Elle en avait déjà tout le tour du ventre, avec un couple qui dévastait tout. Celui-ci a été aussi été poussé, de 4 Nm. Presque 23 mkg viennent prêter main forte aux 182 ch de ce bloc monumental de 2458 cm3.
Mais tous ses watts, elle les connaissait déjà. Uniquement dans sa version TFC.
Depuis, toutes les autres Rocket III se limitaient à 167 ch atteints à 6 000 tr/mn. Aujourd’hui, la Storm pousse sa démence 1000 trs plus tard. Pour cracher sa quinaine de canassons supplémentaires, le gros bloc augmente son taux de compression, revoit ses soupapes et modifie ses arbres à cames. En bonus, il passe lanorme Euro5b.
Long comme un paquebot et pas vraiment léger, la Rocket III a cependant toujours surpris par sa conduite bien plus alerte que son gabarit ne le laisse supposer ; sans que ce soit un roadster mid-size non plus. Le Storm compte améliorer un peu cela avec de nouvelles jantes allégées d’un kilo, redessinées, et équipées de pneus Metzeler Cruisetec.
Pas plus pas moins. D’aucune modification châssis ne conçoit le Storm. Vu la tronche du matos, tu comprends qu’il n’y a rien à toucher. Le robuste cadre en aluminium tient fermement une grosse fourche inversée de 47 mm. Les éléments de suspension sont signées Showa. Les pneus mesurent 150 et 240 m de large et le freinage est redoutable. Aux vues de la puissance du bestiau et de son poids (317 kg), il faut bien du Brembo Stylema avec 4 pistons par étriers pour tordre les disques avant de 320 mm. L’arrière aussi ne fait pas semblant, avec un étrier Brembo et 4 pistons lui aussi, autour d’un grand disque de 300 mm.

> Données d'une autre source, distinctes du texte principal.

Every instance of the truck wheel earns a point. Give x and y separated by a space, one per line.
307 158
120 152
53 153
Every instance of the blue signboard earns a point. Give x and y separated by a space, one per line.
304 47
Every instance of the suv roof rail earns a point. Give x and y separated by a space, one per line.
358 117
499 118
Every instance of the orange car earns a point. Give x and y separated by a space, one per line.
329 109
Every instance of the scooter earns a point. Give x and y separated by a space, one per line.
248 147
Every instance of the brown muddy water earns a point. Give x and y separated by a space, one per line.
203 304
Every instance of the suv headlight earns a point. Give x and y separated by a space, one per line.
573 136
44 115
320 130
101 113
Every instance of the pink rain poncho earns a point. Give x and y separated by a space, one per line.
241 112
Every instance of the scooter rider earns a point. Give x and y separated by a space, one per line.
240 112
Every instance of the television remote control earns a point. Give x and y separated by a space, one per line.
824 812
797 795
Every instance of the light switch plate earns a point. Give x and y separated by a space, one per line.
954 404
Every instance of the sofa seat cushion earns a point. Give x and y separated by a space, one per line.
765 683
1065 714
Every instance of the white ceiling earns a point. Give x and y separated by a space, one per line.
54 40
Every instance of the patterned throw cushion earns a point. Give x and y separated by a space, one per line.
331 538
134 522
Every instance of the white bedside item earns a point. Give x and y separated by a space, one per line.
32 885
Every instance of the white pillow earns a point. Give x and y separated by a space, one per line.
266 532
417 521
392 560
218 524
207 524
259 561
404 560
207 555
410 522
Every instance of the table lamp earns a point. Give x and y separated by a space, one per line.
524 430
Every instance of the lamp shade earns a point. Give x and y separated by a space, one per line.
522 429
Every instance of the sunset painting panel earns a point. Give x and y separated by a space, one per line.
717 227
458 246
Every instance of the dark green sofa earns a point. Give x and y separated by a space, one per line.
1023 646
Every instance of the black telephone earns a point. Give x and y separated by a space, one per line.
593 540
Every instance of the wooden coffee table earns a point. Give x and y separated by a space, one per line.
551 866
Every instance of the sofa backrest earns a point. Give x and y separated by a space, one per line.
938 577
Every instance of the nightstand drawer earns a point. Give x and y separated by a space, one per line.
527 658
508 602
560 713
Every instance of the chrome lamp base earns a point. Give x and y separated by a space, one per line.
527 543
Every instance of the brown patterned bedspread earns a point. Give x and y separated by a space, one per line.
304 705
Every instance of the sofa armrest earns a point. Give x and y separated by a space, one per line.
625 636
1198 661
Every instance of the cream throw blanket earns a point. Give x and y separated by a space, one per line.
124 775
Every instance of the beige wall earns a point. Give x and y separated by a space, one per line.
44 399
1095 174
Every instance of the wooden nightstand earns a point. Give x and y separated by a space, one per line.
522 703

Présente sur le marché depuis 5 ans, la 2500 Rocket III s’est, dès le départ, équipé d’un bon paquet d’assistances à la conduite. De nouvelles sont apparues depuis mais la Storm n’en a cure. Elle se satisfait très bien de la dotation reconduite, à savoir un ABS et un contrôle de traction sensible à l’angle, un régulateur de vitesse, un assistant au démarrage en côte et 4 Modes de conduite (Road / Rain / Sport / Rider configurable). Le shifter est en option, tout comme le système de connectivité, les poignées chauffantes, de la bagagerie, et plus d’une cinquantaine d’accessoires.
Le pilote est toujours assis à 773 mm du sol, avec des commandes aux pieds réglages en hauteur sur 15 mm. Si la version GT propose une attitude très custom Softail, notre R Storm met le corps dans une position plus vindicative. Tant mieux : ce n’est pas une Trident 660 ; ici, la poignée de gaz libère les enfers. De quoi affoler les bras, les yeux, la colonne vertébrale, et l’aiguille du compte-tours. Celle-ci s’agite virtuellement sur un compteur TFT couleur. Coté électronique de « plaisance », la Storm reprend là aussi les solutions de l’ancienne Rocket III R, soit l’allumage sans clé, une prise USB, tout l’éclairage à LEDs et des commodos rétro-éclairés.
Pour fêter son 20ème anniversaire, la Rocket III déchaine toute sa puissance sous le couvert d’une nouvelle appellation. Une machine toujours exceptionnelle, chère et surprenante, pour des sensations d’un autre monde.